What I learned from my dog today

I'm taking a teensy break from manuscript writing to share some dog philosphy:

Follow the people who teach you things. Stick close to the ones you love and respect. When you feel something is wrong, speak up. When you feel silly, it's occasionally okay to toilet paper the house. Find your place in the sun.

Have a great weekend!

Saturday, January 24, 2009

On Hope

This has been a glorious week! Not only did we get a healthy reminder of hope in our pockets if we only stuff our hands in (thank you, President Obama), but I did my yearly interviews of prospective Northwestern students today.

I must say that, based on the young voices I heard today, the state of the union is hopeful! Yes, there were those who were, dare I say it, mediocre in an interview setting. But then, meeting one kid in particular, I was relieved that our future could be placed in not only capable but intelligent, caring, life-passionate, humorous and even charismatic hands. I actually ENJOYED my time with this kid, and we both were sorry to see it end.

I only hope (ah, there it is again) that I can write characters who jump off the page like that, who give readers hope.

It's still a very young year...what are your hopes?

Sunday, January 11, 2009

Sometimes other people's words say it best. Here's the link to Newbery winner Susan Patron's comments on the value of the Newbery to young readers:,0,5330448.story

All kinds of kids need all kinds of books, so keep writing from your heart.

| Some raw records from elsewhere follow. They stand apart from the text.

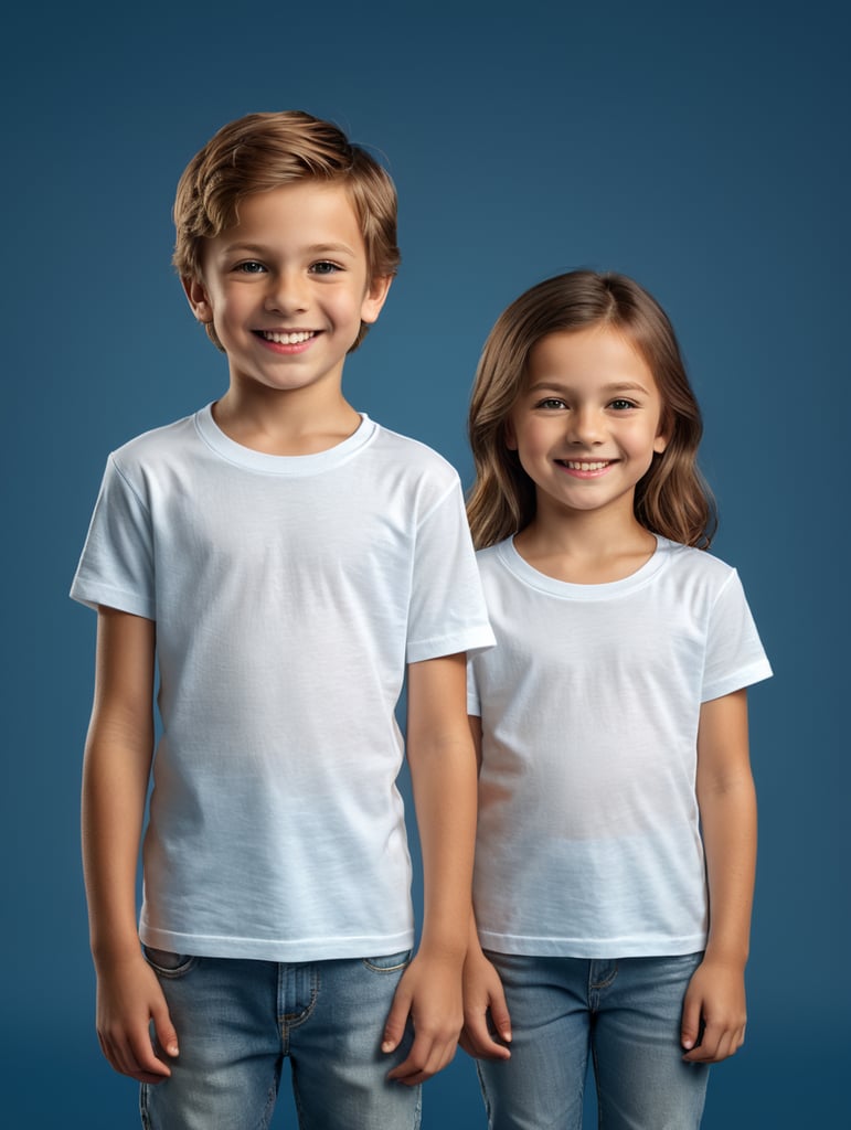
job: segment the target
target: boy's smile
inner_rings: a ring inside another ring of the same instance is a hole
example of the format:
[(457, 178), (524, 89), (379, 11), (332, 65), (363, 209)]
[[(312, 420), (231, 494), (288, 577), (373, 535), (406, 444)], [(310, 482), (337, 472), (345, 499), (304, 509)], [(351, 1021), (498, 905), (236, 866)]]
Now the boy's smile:
[(202, 278), (184, 287), (212, 322), (232, 389), (339, 395), (346, 354), (390, 285), (367, 273), (348, 193), (311, 180), (242, 200), (238, 224), (207, 242)]
[(665, 451), (653, 374), (622, 333), (603, 327), (550, 333), (529, 356), (507, 443), (536, 485), (539, 510), (623, 504)]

Wednesday, January 7, 2009

A Pause for Pinter

Happy New Year!

I am SO glad to see 2008 fade into the sunset and give birth to a new year of hope for us all! I'd be remiss, however, if I didn't mention the recent passing of one of my favorite playwrights, Harold Pinter. He was an actor's dream - sparse dialogue with lots of room to fill empty spaces, and to make those spaces become all sorts of things...including increasingly menacing and uncomfortable. I was fortunate to be in more than one Pinter play, starting in high school and on into my life at Northwestern.

The NY Times described Pinter's work as showing "the ominous in the everyday and the noise within silence". Director Peter Hall said "words are weapons that the characters use to discomfort or destroy each other." But my favorite is what Pinter himself said: "One way of looking at speech is to say it is a constant strategem to cover nakedness".

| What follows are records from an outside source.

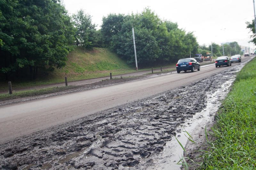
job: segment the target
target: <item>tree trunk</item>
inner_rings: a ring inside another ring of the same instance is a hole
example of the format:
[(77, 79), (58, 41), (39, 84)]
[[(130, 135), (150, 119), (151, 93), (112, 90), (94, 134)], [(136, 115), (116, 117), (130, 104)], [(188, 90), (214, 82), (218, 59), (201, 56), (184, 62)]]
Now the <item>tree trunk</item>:
[(36, 79), (36, 66), (34, 66), (34, 72), (33, 73), (33, 80)]
[(33, 72), (33, 69), (32, 66), (29, 66), (29, 70), (30, 70), (30, 80), (32, 80), (33, 78), (32, 73)]
[(4, 73), (5, 75), (5, 80), (8, 80), (8, 73)]
[(36, 66), (36, 74), (35, 75), (35, 79), (36, 79), (37, 77), (37, 69), (38, 67), (37, 66)]

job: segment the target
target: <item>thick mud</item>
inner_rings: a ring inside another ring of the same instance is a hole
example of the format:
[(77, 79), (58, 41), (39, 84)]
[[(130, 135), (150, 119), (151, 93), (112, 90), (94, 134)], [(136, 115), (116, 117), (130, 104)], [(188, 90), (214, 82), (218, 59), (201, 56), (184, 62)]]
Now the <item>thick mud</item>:
[(228, 91), (222, 85), (233, 80), (239, 65), (2, 144), (0, 169), (169, 169), (171, 156), (165, 156), (177, 149), (166, 146), (172, 146), (183, 126), (204, 117), (198, 114), (206, 108), (209, 94), (218, 97)]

I know that somewhere, he has infiltrated my writer-self. I find it reassuring to think that the page does not always need to be filled up with dialogue, that sometimes pauses and what's going on in the subtext, under the surface, tells us much more. We need to show what our characters are doing, not simply let the reader hear what they're saying, especially when they contradict each other. We can't be afraid to let them be naked on the page.

Perhaps that's why I write some of my books in free verse - the sparseness of poetry lets you say worlds more than if you vomited words onto the page. And when you DO use words, they need to be the absolute best.

Whichever your medium is, choose your words, and your lack of words, carefully...then let your characters have fun filling the spaces!